Ling Jin Sui had barely stepped away when something tugged her sleeve.

She looked down.

The man’s lashes trembled.

His right hand—strong as iron—had clamped around her torn sleeve and wouldn’t let go.

Grandpa Ling’s voice came from outside the reeds, urgent and low.

“Hurry! The hoofbeats are close.”

Ling Jin Sui tried to pull free.

Once.

Twice.

No use.

Her heart went hard.

She tore the remaining half sleeve clean off at the shoulder.

Then she leaned close and spoke quietly—not unkind.

“Take care.”

And because in front of Grandpa Ling, if she seemed too cold compared to the original owner, suspicion would bloom, she didn’t add anything more.

She didn’t see it—how the moment she slipped out of the reeds, the man’s eyes opened a thin slit.

In his right hand he held the half sleeve.

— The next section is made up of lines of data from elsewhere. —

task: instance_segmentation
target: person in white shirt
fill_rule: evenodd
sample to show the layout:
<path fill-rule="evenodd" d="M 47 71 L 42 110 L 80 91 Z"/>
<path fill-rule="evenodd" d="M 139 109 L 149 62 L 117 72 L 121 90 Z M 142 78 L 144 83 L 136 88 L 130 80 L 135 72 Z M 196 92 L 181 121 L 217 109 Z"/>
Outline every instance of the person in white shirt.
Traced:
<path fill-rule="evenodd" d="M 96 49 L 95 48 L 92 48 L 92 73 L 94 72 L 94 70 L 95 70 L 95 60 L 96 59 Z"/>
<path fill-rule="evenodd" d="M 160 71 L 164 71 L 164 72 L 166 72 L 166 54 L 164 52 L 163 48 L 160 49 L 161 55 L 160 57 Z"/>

In his left, a soft, sticky pastry and the weight of her words.

Believe in yourself.

You’ll live.

As Ling Jin Sui and Grandpa Ling crept along the reed belt under the riverbank, the pursuing constables reached the area.

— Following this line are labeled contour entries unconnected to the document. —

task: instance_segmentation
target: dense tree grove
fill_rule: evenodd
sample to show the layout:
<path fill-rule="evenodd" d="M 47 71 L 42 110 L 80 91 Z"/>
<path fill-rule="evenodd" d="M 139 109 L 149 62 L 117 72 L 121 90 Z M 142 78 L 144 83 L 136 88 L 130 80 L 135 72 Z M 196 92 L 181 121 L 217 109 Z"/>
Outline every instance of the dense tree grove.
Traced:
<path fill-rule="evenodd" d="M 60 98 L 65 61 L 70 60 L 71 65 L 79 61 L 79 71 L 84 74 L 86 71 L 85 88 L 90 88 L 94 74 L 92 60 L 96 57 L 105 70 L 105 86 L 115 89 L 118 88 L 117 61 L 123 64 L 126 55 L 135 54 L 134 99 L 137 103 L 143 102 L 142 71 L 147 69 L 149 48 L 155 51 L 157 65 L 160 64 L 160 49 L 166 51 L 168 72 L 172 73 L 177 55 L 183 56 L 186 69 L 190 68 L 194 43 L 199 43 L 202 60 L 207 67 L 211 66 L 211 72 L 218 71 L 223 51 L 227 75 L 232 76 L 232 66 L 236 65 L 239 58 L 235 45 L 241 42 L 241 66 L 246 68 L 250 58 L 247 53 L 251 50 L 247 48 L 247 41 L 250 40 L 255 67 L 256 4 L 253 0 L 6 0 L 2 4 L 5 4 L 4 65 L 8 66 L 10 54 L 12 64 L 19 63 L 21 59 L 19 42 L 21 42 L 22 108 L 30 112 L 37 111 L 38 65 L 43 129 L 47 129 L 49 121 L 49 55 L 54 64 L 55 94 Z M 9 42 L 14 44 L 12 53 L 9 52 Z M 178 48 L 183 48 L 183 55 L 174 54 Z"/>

By cruel chance, they arrived just as sunrise warmed the water and a flock of wild ducks burst from the reeds.

The constables took it as proof.

If someone were hiding, the ducks would have gone wild long ago.

They mounted up and rode on along the official road.

When the hoofbeats faded, Ling Jin Sui and Grandpa Ling finally released their breath.

Luck stayed mixed.

They walked the riverbank for a long time and didn’t see a single boat.

But in the reeds Ling Jin Sui found wild duck eggs.

They roasted them and ate until their stomachs stopped clawing.

As they walked, she told Grandpa Ling what had happened after she fled Jiang family village.

When she finished, she sighed, blunt as a knife.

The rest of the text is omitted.